В новой послепетровской России любовь получает характер личного, индивидуального переживания, любовное чувство становится ключевым для формирования самосознания, все апелляции к потребности любить – Отечество, Бога, Государя или Государыню – адресованы к личному выбору вместо силы традиции, принуждения, материального интереса. Любовь, как и интеллигенция в ее первом значении индивидуального свойства, следственно, – показатель зрелости личности. Так что, хоть «и крестьянки любить умеют», а все же мы понимаем, что вообще-то это прерогатива барская.

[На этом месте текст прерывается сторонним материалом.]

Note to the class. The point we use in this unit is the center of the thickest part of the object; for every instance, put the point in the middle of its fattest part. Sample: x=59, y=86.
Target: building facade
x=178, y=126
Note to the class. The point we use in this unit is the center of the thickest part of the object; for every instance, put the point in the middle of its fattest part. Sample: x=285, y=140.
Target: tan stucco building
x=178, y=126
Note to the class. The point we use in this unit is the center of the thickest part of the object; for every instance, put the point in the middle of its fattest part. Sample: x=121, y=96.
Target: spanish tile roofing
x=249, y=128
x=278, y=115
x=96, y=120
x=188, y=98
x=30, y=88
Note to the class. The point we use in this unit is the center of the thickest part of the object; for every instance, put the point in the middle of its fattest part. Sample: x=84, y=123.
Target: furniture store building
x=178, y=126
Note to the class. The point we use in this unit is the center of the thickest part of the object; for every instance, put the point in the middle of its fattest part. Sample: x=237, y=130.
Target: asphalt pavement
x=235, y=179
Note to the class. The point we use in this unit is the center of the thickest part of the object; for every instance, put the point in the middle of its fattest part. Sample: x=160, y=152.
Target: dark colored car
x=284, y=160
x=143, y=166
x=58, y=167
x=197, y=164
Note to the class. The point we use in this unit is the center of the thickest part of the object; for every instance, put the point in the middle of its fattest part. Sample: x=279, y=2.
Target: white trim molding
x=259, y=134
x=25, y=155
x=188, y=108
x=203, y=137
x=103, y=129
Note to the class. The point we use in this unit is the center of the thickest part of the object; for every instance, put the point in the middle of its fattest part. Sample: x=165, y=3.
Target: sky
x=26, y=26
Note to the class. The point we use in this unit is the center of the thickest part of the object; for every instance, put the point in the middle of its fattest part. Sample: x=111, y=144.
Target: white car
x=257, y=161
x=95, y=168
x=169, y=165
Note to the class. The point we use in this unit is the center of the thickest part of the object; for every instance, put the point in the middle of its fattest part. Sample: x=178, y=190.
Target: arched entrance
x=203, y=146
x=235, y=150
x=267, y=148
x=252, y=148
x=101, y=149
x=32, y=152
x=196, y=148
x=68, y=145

История гражданской любви интеллигенции в России начинается в XVIII веке с патриотического дискурса любви к отечеству. Подобно разным типам знания, любовь знает свои различения на φιλία (любовь-дружбу), ἔρως (страстную) и ἀγάπη (жертвенную любовь), восходящие к античности и обильно разработанные в христианской метафорике. Множественность родов любви обозначает разделение между просвещенным патриотизмом и нарождающимся национализмом. «Западник» в полемике со «славянофилом» XVIII века формулирует дилемму так: «Вы душевно привязаны к своему отечеству, и я тоже, [но] Вы любите его как любовницу, а я как друга» (1792). «Патриотизм требует рассуждения», – вторит и рассудительный автор «Бедной Лизы» в том же 1792 году. Большинство, однако, отдает предпочтение первому варианту, ибо спокойные чувства («рациональная любовь» в терминах исследователей патриотизма Просвещения) у нас не в чести. Сентиментальная революция, а потом и настоящая революция в Париже, а потом наполеоновские романтические страсти доводят накал любви к отечеству – или нет, тут обычно употребляются феминитивы: любовь к отчизне или родине (Родине) – до предела.